Les écosystèmes qui fonctionnent ?
Quelles sont donc les caractéristiques principales des écosystèmes d’innovation qui fonctionnent ? Puisque, comme nous l’avons vu, le secret réside dans la mise en place d’un climat permanent d’évaluation et de critique des processus existants, une des façons d’y parvenir est de valoriser les personnes curieuses et anticonformistes.
C’est par exemple une des raisons principales du succès de certaines universités américaines (en tout les cas, celles qui sont dans le haut du classement). D’après Jean-Lou Chameau (ex-président de CalTech -États-Unis-), elles engagent en outre très tôt les jeunes dans la recherche, ce qui est un facteur fondamental de la culture de la prise de risque, et qui diffère beaucoup de la France ». Cette analyse est confirmée par Nicolas Dufourcq, PDG de Bpifrance, qui insiste lui aussi sur l’importance qu’il y a à « isoler des ilots non conformistes dans une société conformiste ».
Les autres caractéristiques des écosystèmes qui fonctionnent ?
- avoir des « structures flexibles, avec peu de bureaucratie » et une « attitude pro-business », qui « attaque très vite les marchés globaux », dans un environnement caractérisé par une « compétition collaborative » et où « les gens travaillent beaucoup » ;
- « célébrer l’échec dans le tissu professionnel et social » ;
- privilégier « une recherche orientée vers des objectifs », qui « encourage les collaborations entre étudiants et enseignants-chercheurs ». La différenciation entre recherche fondamentale et appliquée apparait alors « dépassée » : « C’est un continuum. Ce qui change, c’est le but. » Les universités de recherche ne sont d’ailleurs pas suffisantes en elles-mêmes : elles sont « suppléées par un réseau de formation professionnelle très développé ».

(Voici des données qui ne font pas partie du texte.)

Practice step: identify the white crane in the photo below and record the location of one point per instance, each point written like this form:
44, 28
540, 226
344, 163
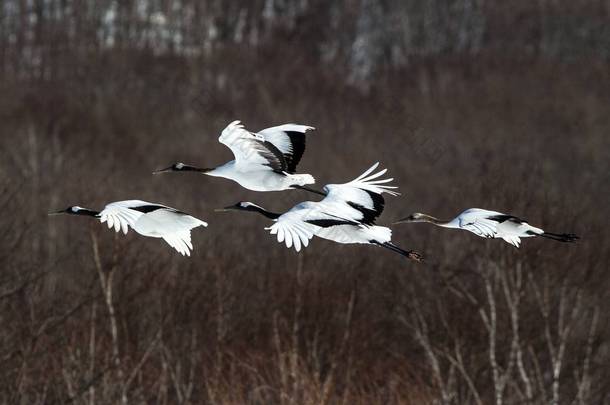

Il faut être David contre Goliath (Nicolas Dufourcq)
Un autre point, difficilement quantifiable, est l’ambition. Il faut avoir une ambition mondiale, tout de suite. Toujours d’après Nicolas Dufourcq, « il faut être David contre Goliath« . Si beaucoup en France se satisfont de 5-6 % de croissance et de 20 M€ de chiffre d’affaires, ce « manque d’ambition » ne peut aboutir à des champions mondiaux. Les Renault, Citroën, Niel ou Drahi, ont eu et ont des ambitions mondiales. Il existe peu de profils comme le leur.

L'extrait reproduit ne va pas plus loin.